After the war he got a master's degree from Columbia University and studied a one - year Fulbright scholarship at Oxford College. In the next 10 years, he taught English at Penn State University, wrote an advertisement on Time and Look magazine, and then served as a promotion manager at McCall's. He wrote catch 22 in his spare time for six years. That book never celebrated overnight, but as the anti-war protests of the 1960s set the light, it became more and more popular. Catch 22 became the first major protest novel after World War II
Heller's late six novels including Something Happened (1974), Good as Gold (1979), God Knows (1984), Closing Time (1994) never achieved the popularity of catch 22. At the same time, in 1982, Heller 's marriage ended, and he was diagnosed as Guillain - Valley syndrome, which is potentially a deadly muscle disorder. He stayed at the hospital for a year and recovered at home. By the end of the year, he got married to a nurse
Joseph Heller died of a heart attack in December 1999. His last novel "Portrait of Artist of the Aged" was published in 2000.

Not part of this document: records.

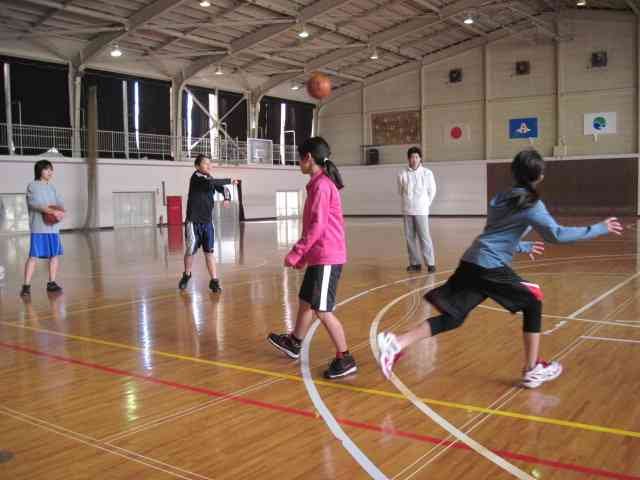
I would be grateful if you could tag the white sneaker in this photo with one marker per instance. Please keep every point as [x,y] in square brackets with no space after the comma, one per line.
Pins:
[389,350]
[541,373]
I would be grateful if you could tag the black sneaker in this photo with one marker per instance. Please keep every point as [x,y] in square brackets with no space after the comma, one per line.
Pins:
[184,281]
[285,344]
[341,367]
[53,287]
[214,285]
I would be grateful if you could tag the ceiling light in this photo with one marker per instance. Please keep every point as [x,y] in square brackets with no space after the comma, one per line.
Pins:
[303,33]
[116,52]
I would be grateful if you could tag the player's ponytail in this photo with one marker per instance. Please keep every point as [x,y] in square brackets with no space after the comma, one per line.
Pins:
[320,152]
[527,168]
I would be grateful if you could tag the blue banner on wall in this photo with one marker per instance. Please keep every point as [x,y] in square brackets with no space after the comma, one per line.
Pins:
[523,128]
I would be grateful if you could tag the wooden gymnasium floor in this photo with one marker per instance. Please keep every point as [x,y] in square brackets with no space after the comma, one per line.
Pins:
[124,377]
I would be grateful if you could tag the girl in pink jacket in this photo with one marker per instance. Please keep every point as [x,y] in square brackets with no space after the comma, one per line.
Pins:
[322,249]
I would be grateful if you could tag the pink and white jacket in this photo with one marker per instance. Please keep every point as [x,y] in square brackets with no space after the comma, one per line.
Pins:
[323,239]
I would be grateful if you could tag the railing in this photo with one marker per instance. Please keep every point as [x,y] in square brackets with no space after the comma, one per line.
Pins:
[36,140]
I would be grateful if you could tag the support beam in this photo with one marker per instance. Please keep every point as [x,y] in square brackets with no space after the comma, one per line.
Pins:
[125,118]
[638,83]
[431,59]
[60,32]
[363,106]
[429,5]
[216,123]
[380,38]
[234,9]
[77,118]
[487,130]
[253,39]
[543,27]
[84,12]
[143,16]
[559,63]
[176,121]
[7,105]
[423,117]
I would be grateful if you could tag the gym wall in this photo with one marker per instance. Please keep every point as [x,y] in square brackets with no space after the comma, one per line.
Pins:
[582,89]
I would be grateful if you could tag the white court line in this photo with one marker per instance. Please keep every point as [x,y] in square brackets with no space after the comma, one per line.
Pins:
[439,420]
[603,296]
[312,391]
[563,353]
[348,444]
[608,339]
[80,438]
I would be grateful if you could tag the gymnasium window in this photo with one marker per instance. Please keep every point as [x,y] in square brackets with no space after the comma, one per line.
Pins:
[288,204]
[14,215]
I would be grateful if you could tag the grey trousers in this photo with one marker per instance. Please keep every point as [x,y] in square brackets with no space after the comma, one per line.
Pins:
[416,231]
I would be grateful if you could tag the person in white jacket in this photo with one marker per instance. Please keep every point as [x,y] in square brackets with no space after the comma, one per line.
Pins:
[417,188]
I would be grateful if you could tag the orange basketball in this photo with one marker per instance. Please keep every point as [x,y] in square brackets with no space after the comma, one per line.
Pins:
[51,219]
[319,86]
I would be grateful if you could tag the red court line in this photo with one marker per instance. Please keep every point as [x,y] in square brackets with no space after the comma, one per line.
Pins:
[308,414]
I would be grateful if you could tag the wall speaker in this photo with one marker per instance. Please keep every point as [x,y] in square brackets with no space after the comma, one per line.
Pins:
[599,59]
[455,75]
[523,67]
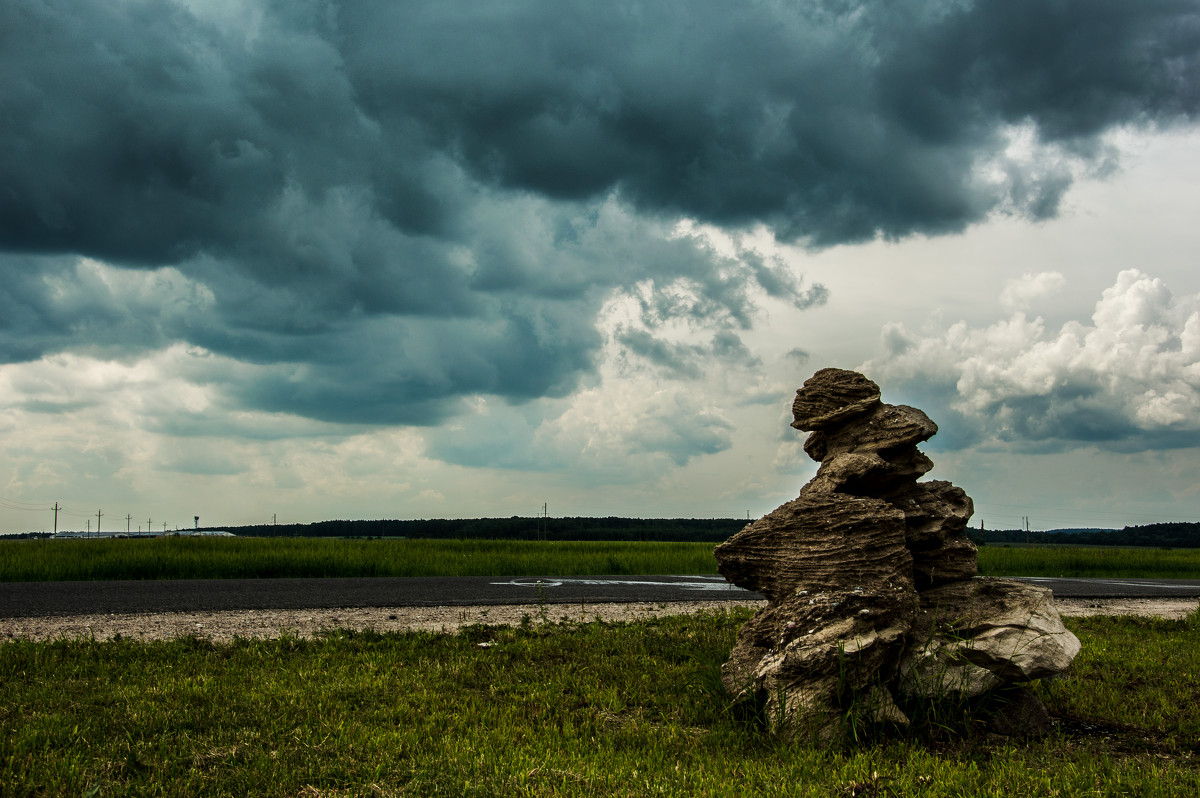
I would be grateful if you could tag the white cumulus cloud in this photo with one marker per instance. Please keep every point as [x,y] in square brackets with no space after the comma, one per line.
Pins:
[1127,379]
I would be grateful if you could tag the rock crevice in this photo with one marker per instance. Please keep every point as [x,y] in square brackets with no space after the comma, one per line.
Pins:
[870,581]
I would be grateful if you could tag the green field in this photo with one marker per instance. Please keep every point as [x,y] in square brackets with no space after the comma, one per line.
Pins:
[557,709]
[177,558]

Joseph Heller, born in Brooklyn, NY, was the first Russian Jewish immigrant. His father was a Van driver who died after surgery when Heller was only 5 years old. Many critics believe that Heller grew up near Brooklyn 's famous amusement park, Coney Island, and developed a dark, smart humor characterizing his writing style. Heller remembered the childhood impact of the literary world, except for Homer's Eliad in the 8th century BC. Poet After graduating from high school in 1941, Heller worked in an insurance office for a while and in 1942 (1939 - 45 years; France, the UK, the US, the Soviet Union and Germany, Italy and Japan) World War II I went to the United States later. A few years later he was sent to the Corsica of the Mediterranean, where he carried 60 battle missions as a fighter pilot and received the Air Medal and President Award.
Joseph Heller was born in Coney Island in 1923. He was a bomber in World War II and went to G.I's New York University. Bill later visited Colombia and Oxford based on his strengths. The following is jitter of study. Heller was afraid because he was about to write a novel. Then he tried to teach it and was bored. By the mid-1950's when he was in his thirties, Heller gave up the academic course at Madison University where he wrote a copy of Henry Luce. (Heller's second novel "Something Happened" is the source of inspiration for "crazy men.") Here, Heller learns to drink martinis. Jitter has become meaningful. "Some executives noticed that they were drunk ... and some men like Joe were promoted," Mr. Daguti told us. My boss is at him. My colleague pays tribute to him. He has a beautiful wife. Anyway, he cheated on her. Mr. Doherty wrote: "He did not become an aesthetic monk," Heller praised Dostoevsky, but he did not go home.